È UN OTTIMO FILM questo << Finale di Partita >> di Michael Haneke. Perché non ci sono pause, appesantimenti, perchè tutto corre e fila liscio e in modo coerente dall’inizio alla fine. Haneke filma la propria personale Dissipatio Humani Generis con slancio e ritmo, riuscendo nello scopo. Come sempre divide. Come sempre affascina. Come sempre non delude. Il suo sarcasmo porta gli spettatori a sorridere se non a ridere e il racconto (a)morale mostra un ambiente che non solo è famiglia-luogo deputato per smascherare le contraddizioni della società- ma ci risulta quasi familiare. Insomma siamo a casa di Haneke dove Isabelle Huppert è lei in tutta la sua perfidia; una grandiosa spregevole signora, capace di determinare il destino altrui passando con noncuranza sopra gli affetti. Ma ci sono anche il chirurgo rampante Mathieu Kassowitz, simbolo della afasia sentimentale vissuta con la superficialità dello stupido e sua moglie Laura Verlinden che manovra la stupidità del marito tra un pallido interesse verso un figlio appena nato e l’assenza di slanci nel costruire qualcosa di concreto. Non può mancare il figlio-fratello Franz Rogowski che è l’emblema principe di questa decadenza borghese acclarata, uno che vive nella terra di mezzo tra la recita mal sopportata di un ruolo e la ribellione che non porta a nulla. È un mondo incatenato che gira a vuoto: ricerca del potere, assenza di sentimenti, esistenze inconsapevolmente sconfitte, in cui solo due sono le ottiche lucide, gelide: quella del capofamiglia in senescenza Jean Louis Trintignant e della nipotina tredicenne Fantine Harduin. Ovvero il magistrale marito di Amour, di cui il film è una sorta di sequel, e chi ha perduto l’innocenza da subito e nota-annotando-tutto. Sono loro due i capisaldi della narrazione di Haneke. Il vecchio e l’adolescente che scrutano e comprendono, che volteggiano attorno alla morte fisica quasi questa sia l’unico atto vitale rimasto per giustificare, per dare un senso a ciò che è andato in frantumi, che eticamente non esiste più.

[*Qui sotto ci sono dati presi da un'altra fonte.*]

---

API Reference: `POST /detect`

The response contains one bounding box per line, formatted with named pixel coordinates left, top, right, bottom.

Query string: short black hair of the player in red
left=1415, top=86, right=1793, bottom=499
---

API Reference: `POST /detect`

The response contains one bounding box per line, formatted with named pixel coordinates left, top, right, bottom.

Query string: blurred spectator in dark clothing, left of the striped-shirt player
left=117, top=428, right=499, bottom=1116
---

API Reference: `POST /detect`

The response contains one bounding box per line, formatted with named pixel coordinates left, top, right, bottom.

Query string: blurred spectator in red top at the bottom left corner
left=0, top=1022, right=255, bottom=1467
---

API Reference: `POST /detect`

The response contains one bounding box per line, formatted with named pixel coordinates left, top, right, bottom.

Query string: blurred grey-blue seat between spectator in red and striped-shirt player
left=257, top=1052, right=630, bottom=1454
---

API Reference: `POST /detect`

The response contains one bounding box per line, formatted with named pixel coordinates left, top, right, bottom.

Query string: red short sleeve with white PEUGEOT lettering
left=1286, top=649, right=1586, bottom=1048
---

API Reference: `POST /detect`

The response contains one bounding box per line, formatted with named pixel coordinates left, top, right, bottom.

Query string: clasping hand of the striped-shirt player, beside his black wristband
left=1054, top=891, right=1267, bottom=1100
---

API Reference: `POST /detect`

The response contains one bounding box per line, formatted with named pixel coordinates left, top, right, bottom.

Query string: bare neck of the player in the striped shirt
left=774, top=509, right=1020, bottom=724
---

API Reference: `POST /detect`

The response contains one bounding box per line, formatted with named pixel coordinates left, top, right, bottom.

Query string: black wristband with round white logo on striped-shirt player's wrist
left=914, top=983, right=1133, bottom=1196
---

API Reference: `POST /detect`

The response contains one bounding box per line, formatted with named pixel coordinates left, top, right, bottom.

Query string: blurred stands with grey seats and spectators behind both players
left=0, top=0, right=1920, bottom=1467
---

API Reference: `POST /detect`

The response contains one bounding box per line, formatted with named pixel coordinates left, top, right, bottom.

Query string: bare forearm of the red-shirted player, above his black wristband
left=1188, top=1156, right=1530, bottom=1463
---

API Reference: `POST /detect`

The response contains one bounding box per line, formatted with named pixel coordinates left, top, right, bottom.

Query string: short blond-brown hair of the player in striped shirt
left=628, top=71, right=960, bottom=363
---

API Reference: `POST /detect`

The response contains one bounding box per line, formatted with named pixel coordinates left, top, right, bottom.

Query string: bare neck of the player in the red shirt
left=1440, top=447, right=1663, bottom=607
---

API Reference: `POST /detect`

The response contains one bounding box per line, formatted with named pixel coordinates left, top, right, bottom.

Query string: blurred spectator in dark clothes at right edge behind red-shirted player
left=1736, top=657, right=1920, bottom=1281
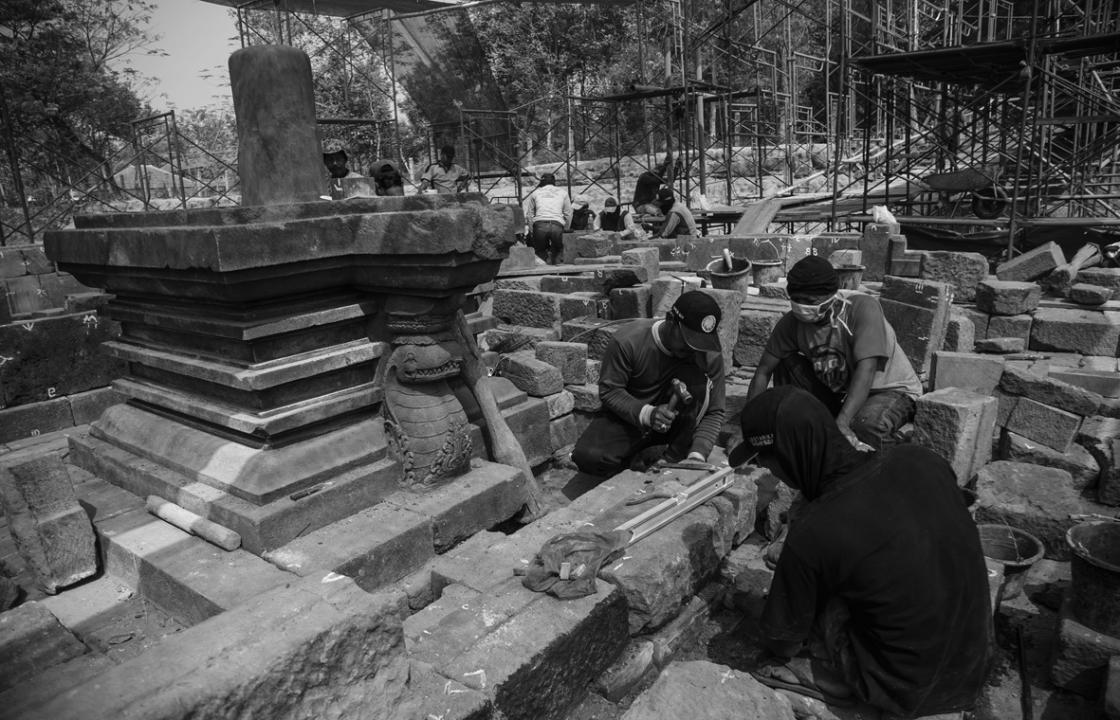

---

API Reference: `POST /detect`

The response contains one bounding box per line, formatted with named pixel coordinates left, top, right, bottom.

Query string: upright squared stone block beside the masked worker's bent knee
left=913, top=387, right=998, bottom=486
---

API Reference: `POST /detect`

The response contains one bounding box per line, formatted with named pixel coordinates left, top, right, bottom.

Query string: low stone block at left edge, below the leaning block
left=0, top=601, right=90, bottom=691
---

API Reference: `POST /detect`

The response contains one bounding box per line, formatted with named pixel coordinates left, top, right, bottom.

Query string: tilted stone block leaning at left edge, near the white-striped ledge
left=0, top=455, right=97, bottom=595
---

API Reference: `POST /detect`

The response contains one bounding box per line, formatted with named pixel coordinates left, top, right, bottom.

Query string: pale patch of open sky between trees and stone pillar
left=122, top=0, right=241, bottom=111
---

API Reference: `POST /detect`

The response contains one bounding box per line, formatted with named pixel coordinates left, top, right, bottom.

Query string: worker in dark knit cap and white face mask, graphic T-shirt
left=747, top=255, right=922, bottom=450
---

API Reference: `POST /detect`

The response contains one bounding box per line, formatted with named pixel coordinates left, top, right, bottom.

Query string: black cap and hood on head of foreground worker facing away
left=731, top=385, right=870, bottom=501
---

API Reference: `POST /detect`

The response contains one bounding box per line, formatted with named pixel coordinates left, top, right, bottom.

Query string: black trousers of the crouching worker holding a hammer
left=571, top=365, right=708, bottom=477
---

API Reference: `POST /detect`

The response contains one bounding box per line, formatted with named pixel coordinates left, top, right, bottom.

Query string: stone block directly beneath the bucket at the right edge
left=1049, top=590, right=1120, bottom=699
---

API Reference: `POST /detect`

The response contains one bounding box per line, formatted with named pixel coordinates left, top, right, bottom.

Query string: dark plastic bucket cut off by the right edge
left=1065, top=521, right=1120, bottom=637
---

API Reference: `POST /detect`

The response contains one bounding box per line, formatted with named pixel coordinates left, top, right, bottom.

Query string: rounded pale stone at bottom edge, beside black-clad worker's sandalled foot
left=622, top=661, right=796, bottom=720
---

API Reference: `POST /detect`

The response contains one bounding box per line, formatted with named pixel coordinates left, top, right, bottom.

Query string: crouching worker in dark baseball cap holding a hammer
left=571, top=291, right=725, bottom=477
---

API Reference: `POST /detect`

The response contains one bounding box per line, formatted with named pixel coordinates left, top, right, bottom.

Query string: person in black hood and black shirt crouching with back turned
left=728, top=385, right=992, bottom=718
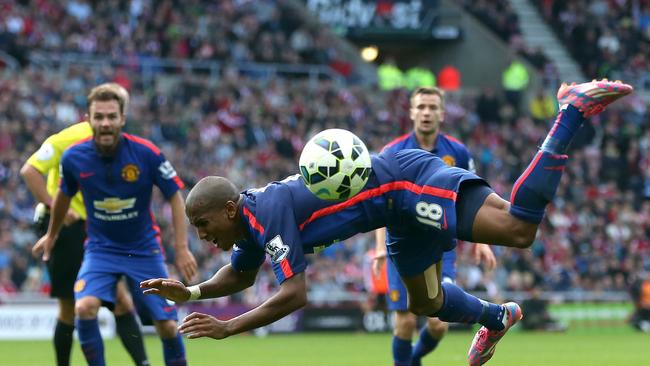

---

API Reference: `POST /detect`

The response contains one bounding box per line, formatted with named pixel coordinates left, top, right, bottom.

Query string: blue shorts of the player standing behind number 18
left=386, top=251, right=456, bottom=311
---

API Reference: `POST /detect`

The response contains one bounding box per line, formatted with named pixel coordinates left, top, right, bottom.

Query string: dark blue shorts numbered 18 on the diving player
left=380, top=150, right=484, bottom=277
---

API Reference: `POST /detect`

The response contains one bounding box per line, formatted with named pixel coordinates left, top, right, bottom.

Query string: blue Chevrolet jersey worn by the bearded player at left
left=60, top=133, right=183, bottom=255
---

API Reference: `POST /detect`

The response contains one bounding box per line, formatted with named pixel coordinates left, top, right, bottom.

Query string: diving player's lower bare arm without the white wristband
left=178, top=272, right=307, bottom=339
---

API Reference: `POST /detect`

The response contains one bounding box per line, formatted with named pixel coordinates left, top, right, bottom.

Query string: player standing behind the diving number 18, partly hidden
left=373, top=87, right=496, bottom=366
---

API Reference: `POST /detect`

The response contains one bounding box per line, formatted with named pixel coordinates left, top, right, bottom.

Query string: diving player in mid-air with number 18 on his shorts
left=140, top=80, right=632, bottom=366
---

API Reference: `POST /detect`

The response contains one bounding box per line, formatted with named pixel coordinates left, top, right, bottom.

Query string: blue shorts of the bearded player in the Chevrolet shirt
left=74, top=251, right=178, bottom=320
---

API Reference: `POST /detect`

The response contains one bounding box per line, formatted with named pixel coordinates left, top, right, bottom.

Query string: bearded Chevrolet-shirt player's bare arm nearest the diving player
left=169, top=191, right=197, bottom=281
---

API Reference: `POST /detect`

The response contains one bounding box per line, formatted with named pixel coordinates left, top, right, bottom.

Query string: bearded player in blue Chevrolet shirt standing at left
left=37, top=85, right=196, bottom=365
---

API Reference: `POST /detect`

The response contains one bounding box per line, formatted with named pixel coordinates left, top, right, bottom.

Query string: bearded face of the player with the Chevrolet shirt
left=89, top=100, right=126, bottom=152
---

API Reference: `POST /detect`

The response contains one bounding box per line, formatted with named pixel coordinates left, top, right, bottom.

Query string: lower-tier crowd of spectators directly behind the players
left=0, top=63, right=650, bottom=301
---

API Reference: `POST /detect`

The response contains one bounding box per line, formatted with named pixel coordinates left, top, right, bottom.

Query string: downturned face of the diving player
left=187, top=201, right=240, bottom=251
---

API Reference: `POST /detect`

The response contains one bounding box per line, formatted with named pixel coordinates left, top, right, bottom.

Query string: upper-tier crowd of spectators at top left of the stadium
left=0, top=0, right=336, bottom=64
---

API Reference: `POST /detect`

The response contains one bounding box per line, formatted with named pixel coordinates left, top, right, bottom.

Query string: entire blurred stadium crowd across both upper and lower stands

CERTO è il solito Haneke che riporta in scena i suoi personaggi e li muoverà nei loro isterismi fino alla conclusione, fermandosi appena in tempo nel rimodellare a suo uso e consumo un finale nell’acqua allaMarco Ferreri con un accenno di corsa nervosa che non porta a nulla stile Fascino discreto della borghesia di Bunūel. Ma non è una colpa. Anzi. Happy End ha intuizioni geniali con un incipit che da solo vale il prezzo del biglietto, perfido come pochi: contiene da solo già tutto il film e il suo svolgimento. La forzatura semmai giunge dal ricorso a un nemmeno troppo velato discorso su profughi e clandestini che risulta abbastanza prevedibile, visto che il film è ambientato a Calais;è un appesantimento di trama inutile, una stonatura che pur non levando nulla all’armonia di Happy End nemmeno aggiunge qualcosa. Per il resto siamo in un cinema con la C maiuscola, dove Trintignant è un gigante e Harduin di una bravura sconvolgente quasi da riuscire a mettere a disagio lo spettatore. Penso sia ciò che Haneke stesso desiderava: modellare il proprio alter ego sullo sguardo adolescenziale ma profondo della dodicenne attrice belga. Volto dell’angelo sterminatore costretto a dover fare i conti con ciò che non riuscirà mai a sterminare.L’Happy End non è un finale: è lo stato di inconsapevolezza degli altri protagonisti del film. Così la disillusione di Michael Haneke diventa radicale, quasi beckettiana. All’uomo pensante non resta altro da fare che prenderne atto, registrare, osservare, sapendo che è già finita.